Menururt Karatasapoetra (1991), perlu dijelaskan bahwa hama-hama yang terdapat dalam gudang tidak hanya menyerang produk yang baru dipanen daja melainkan juga produk industri hasil pertanian tersebut. Produk tanaman yang disimpan dalam gudang yang terserang hama tidak hanya terbatas pada produk biji-bijian melulu melainkan pula produk betupa daun-daunan dan kayu-kayuan/kulit kayu. Ini menjelaskan bahwa hama gudang juga perlu diperhatikan dalam penanganannya.
Salah satu populasi makhluk hidup yang penting terutama terkait peranannya terhadap kehidupan manusia adalah populasi serangga. Serangga memiliki beragam peran bagi manusia, salah satunya dapat menjadi hama bagi budidaya pertanaman yang dibuat oleh manusia. Serangga-serangga yang berperan sebagai hama, perlu diperhatikan keberadaannya terutama berkaitan dengan populasi dan tingkat serangannya.
Oleh karena itu, pembuatan laporan praktikum ini berguna untuk mengetahui hubungan populasi hama dan perkembangannya sehingga dapat diketahui upaya pengendalian dengan tepat.
Tujuan
- Untuk mengetahui mengenai pengertian populasi dan model pertumbuhan populasi.
- Untuk mengetahui faktor-faktor yang mempengaruhi populasi hama.
- Untuk mengetahui mengenai klasifikasi, ekologi, morfologi, dan siklus hidup dari Callosobruchus chinensis.
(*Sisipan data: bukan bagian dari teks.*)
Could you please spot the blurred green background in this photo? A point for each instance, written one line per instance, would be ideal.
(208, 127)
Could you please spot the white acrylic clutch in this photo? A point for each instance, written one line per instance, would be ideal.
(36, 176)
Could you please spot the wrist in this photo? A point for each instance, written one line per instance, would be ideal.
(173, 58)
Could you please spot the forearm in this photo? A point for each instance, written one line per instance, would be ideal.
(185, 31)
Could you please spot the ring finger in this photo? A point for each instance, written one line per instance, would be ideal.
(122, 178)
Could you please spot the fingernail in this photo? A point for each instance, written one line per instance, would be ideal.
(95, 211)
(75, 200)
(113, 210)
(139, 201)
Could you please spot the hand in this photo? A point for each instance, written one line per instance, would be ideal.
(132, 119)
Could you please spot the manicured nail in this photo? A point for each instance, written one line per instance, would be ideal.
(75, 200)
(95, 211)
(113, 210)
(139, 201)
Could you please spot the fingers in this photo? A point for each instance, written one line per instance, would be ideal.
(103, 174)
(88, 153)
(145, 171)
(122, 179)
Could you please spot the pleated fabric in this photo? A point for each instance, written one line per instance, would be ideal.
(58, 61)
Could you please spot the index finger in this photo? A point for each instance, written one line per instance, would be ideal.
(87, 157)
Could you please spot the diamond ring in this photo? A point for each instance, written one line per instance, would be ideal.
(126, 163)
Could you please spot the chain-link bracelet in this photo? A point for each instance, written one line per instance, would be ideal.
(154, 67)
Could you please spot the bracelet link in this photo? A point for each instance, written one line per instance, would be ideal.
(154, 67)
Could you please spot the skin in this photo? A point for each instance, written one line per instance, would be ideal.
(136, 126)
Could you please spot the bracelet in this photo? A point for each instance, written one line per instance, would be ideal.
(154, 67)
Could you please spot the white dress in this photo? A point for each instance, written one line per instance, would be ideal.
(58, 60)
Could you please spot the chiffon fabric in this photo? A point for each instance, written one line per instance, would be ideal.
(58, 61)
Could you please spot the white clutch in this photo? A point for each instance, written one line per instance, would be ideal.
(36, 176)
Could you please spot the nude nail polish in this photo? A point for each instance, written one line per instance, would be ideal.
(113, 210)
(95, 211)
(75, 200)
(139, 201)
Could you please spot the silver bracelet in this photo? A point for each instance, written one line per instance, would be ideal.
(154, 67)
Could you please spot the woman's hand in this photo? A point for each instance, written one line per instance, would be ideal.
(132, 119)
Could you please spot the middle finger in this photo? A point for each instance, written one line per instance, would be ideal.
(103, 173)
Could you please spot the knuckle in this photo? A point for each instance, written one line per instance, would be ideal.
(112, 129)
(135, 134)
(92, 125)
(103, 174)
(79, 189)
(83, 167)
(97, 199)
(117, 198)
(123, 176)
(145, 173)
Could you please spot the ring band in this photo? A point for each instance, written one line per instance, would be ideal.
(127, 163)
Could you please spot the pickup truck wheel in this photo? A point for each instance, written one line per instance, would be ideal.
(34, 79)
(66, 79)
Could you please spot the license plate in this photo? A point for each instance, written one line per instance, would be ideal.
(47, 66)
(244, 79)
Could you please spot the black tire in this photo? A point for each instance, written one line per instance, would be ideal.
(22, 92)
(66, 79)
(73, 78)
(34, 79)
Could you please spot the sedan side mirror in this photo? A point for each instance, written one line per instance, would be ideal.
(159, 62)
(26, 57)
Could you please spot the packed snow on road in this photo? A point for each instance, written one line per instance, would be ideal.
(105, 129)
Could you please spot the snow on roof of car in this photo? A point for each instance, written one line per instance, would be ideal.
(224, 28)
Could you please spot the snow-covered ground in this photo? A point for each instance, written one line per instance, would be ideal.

- Untuk mengetahui hubungan antara populasi hama dan perkembangannya berdasarkan jumlah populasi awal yang berbeda dalam jumlah pakan yang sama.
Manfaat
Mahasiswa dapat mengetahui dan memahami hubungan antara populasi hama dan perkembangannya pada jumlah populasi awal yang berbeda dalam jumlah pakan yang sama, sehingga nantinya dapat diketahui upaya pengendalian yang tepat terkait dengan tingkat serangannya.
BAB II
TINJAUAN PUSTAKA
Pengertian Populasi
Populasi adalah kumpulan makhluk hidup dari spesies yang sama atau memiliki kesamaan genetik dan secara bersama-sama mendiami suatu tempat tertentu dan dalam waktu tertentu pula (Odum, 1971). Populasi adalah kelompok organisme yang terdiri dari individu satu spesies yang saling berinteraksi dan melakukan perkembangbiakan pada suatu tempat dan waktu tertentu (Anderson, 1985). Populasi adalah kelompok organisme yang terdiri dari individu satu spesies yang mampumenghasilkan keturunan yang sama dengan tetuanya (Alikodra, 1990). Populasi adalah himpunan individu atau kelompok individu suatu jenis yang tergolong dalam satu spesies atau kelompok lain yang dapat melangsungkan interaksi genetik dengan jenis yang bersangkutan, dan pada suatu waktu tertentu menghuni suatu wilayah tertentu (Tarumingkeng, 1994).
Faktor-Faktor Yang Mempengaruhi Hama
Faktor yang menentukan tinggi rendahnya populasi suatu organisme terdiri dari faktor internal, eksternal, dan makanan. Faktor internal serangga meliputi siklus hidup, sex ratio, dan keperidian. Siklus hidup yaitu lamanya waktu perkembangan serangga mulai telur hingga serangga tersebut meletakkan telur untuk pertama kali. Semakin pendek siklus hidup maka perkembangan populasi serangga akan semakin cepat. Sex ratio adalah perbandingan serangga jantan dan betina yang mana semakin banyak betina yang dihasilkan akan semakin cepat populasi serangga tersebut berkernbang.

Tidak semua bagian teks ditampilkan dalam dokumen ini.